Two-Photon-Induced Direct 3D Printing of Freeform High-Index Phase-Change Sb2S3 Nanostructures

TL;DR

This paper introduces a novel two-photon-induced direct 3D printing method for high-index Sb2S3 nanostructures, enabling rapid, freeform fabrication of photonic devices with sub-micron resolution.

Contribution

It presents a simple, maskless, and cost-effective 3D printing technique for chalcogenide phase-change materials, expanding design freedom in nanophotonics.

Findings

Successful direct writing of Sb2S3 helices on various substrates.

Fabrication of functional planar Fresnel zone plates and holograms in a single step.
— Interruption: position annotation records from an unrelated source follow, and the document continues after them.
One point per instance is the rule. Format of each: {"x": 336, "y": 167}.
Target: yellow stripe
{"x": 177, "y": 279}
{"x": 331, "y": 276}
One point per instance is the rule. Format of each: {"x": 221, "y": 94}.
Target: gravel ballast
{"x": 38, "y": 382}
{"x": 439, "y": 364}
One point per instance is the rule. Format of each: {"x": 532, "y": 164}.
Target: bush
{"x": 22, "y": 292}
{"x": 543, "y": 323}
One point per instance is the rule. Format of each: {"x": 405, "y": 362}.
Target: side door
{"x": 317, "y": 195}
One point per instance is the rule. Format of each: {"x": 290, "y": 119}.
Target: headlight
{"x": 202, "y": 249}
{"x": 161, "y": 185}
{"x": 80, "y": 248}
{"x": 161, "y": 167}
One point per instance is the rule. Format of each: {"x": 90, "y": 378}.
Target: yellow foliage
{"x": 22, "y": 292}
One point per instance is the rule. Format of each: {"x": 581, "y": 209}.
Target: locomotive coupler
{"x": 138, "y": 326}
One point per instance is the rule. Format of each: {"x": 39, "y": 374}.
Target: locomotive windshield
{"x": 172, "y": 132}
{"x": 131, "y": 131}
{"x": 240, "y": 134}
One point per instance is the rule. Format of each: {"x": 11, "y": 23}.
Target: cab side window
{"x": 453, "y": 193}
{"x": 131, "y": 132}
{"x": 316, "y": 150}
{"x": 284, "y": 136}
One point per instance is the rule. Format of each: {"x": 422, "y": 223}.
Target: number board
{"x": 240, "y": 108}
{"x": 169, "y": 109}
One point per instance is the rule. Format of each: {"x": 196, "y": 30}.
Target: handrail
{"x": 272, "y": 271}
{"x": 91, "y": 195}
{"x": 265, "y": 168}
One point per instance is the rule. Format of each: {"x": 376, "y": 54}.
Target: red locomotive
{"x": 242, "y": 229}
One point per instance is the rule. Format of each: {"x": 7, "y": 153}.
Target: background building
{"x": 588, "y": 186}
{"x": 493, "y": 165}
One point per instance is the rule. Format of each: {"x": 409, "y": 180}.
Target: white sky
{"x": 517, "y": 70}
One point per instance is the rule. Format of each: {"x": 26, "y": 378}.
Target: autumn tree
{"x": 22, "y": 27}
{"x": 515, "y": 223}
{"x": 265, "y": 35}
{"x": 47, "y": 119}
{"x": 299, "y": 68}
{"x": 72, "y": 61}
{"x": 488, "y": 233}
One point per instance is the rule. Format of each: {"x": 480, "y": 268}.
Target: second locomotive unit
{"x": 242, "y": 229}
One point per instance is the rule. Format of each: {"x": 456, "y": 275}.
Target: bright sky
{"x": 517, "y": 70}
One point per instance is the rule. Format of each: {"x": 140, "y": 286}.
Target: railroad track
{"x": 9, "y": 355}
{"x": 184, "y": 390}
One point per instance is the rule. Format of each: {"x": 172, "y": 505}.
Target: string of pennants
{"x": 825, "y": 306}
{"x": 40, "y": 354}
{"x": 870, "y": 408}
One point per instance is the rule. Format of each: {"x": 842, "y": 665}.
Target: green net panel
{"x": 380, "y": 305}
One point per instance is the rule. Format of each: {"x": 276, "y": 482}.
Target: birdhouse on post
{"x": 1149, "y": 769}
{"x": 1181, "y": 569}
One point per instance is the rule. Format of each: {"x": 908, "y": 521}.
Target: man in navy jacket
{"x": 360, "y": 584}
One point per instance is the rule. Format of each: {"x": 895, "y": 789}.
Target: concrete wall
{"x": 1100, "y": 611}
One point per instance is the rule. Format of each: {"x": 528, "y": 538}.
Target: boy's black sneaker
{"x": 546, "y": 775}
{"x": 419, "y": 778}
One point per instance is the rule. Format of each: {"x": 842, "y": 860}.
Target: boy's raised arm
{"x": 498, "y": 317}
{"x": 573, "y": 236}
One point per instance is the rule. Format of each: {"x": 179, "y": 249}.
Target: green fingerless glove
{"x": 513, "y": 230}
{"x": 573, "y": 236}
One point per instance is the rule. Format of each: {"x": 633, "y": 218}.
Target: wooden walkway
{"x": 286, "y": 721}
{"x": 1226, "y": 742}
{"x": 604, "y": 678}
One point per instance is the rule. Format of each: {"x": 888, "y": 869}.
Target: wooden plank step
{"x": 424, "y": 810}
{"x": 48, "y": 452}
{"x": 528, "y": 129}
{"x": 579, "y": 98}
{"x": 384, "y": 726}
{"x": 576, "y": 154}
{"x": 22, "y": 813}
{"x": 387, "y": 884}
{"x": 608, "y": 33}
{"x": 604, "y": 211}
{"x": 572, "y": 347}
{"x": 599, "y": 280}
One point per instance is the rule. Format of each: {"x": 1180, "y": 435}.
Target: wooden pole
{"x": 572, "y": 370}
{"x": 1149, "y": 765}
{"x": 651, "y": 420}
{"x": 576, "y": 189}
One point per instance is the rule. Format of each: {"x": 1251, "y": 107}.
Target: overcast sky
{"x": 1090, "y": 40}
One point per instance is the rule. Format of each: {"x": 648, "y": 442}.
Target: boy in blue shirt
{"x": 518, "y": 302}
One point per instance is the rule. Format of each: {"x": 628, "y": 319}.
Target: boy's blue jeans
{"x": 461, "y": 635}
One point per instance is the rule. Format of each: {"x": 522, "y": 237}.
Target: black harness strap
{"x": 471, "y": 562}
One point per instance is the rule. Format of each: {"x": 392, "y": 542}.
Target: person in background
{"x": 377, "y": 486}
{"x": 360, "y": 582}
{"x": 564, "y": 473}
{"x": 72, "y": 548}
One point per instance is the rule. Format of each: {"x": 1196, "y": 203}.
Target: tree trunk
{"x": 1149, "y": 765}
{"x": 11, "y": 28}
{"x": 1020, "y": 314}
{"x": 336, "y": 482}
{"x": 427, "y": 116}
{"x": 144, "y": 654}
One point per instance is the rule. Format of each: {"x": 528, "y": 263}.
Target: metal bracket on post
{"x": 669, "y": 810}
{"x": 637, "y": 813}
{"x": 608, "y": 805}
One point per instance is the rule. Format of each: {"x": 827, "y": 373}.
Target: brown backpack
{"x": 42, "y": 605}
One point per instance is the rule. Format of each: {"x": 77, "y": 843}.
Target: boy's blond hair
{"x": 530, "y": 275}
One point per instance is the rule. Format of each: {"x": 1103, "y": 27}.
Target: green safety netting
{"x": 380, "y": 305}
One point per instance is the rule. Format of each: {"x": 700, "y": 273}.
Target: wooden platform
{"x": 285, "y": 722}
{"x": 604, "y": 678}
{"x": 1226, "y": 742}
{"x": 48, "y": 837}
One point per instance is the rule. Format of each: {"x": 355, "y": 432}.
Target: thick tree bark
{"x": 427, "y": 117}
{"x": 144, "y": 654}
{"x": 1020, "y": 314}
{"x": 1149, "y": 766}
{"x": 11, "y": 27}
Achieved sub-micron resolution in 3D printed photonic structures.

Abstract

Chalcogenides have recently emerged as an important class of phase-change materials (PCMs) for nanophotonics, owing to their very high refractive index (RI) and low optical loss in the visible to near-infrared range. They exhibit an ultralarge RI change (> 0.7) upon phase transition, which can be triggered by multiple stimuli such as electrical bias, laser illumination or thermal heating. These properties make them highly appealing materials for flat optics and metasurface applications. Current nanophotonic implementations of chalcogenide PCMs mostly rely on two-dimensional (2D) or quasi three-dimensional (3D) thin film patterning based on the coating of chalcogenide materials from a solid-state target. This limits fast prototyping of 3D freeform micro- and nanostructures, thus restricting geometric design freedom and device functionality. Here, we demonstrate a solution-phase direct printing of chalcogenide PCMs into functional structures. The method is based on dip in two photon-induced solidification (DITPS) of a specially synthesized antimony trisulfide (Sb2S3) precursor solution. Direct printing with DITPS is simple, maskless, fast and cost effective, enabling true freeform 3D printing of photonic devices with sub micron resolution. We show direct writing of Sb2S3 helices with different wire cross section profiles on gold and ITO substrates, as well as functional planar Fresnel zone plates (FZPs) and computer generated hologram metasurfaces (CGHMs) in a single printing step. This freeform DITPS approach thus enables rapid 3D prototyping of high index metasurfaces and opens a route to integrating high-index PCMs into existing photonic architectures and device platforms.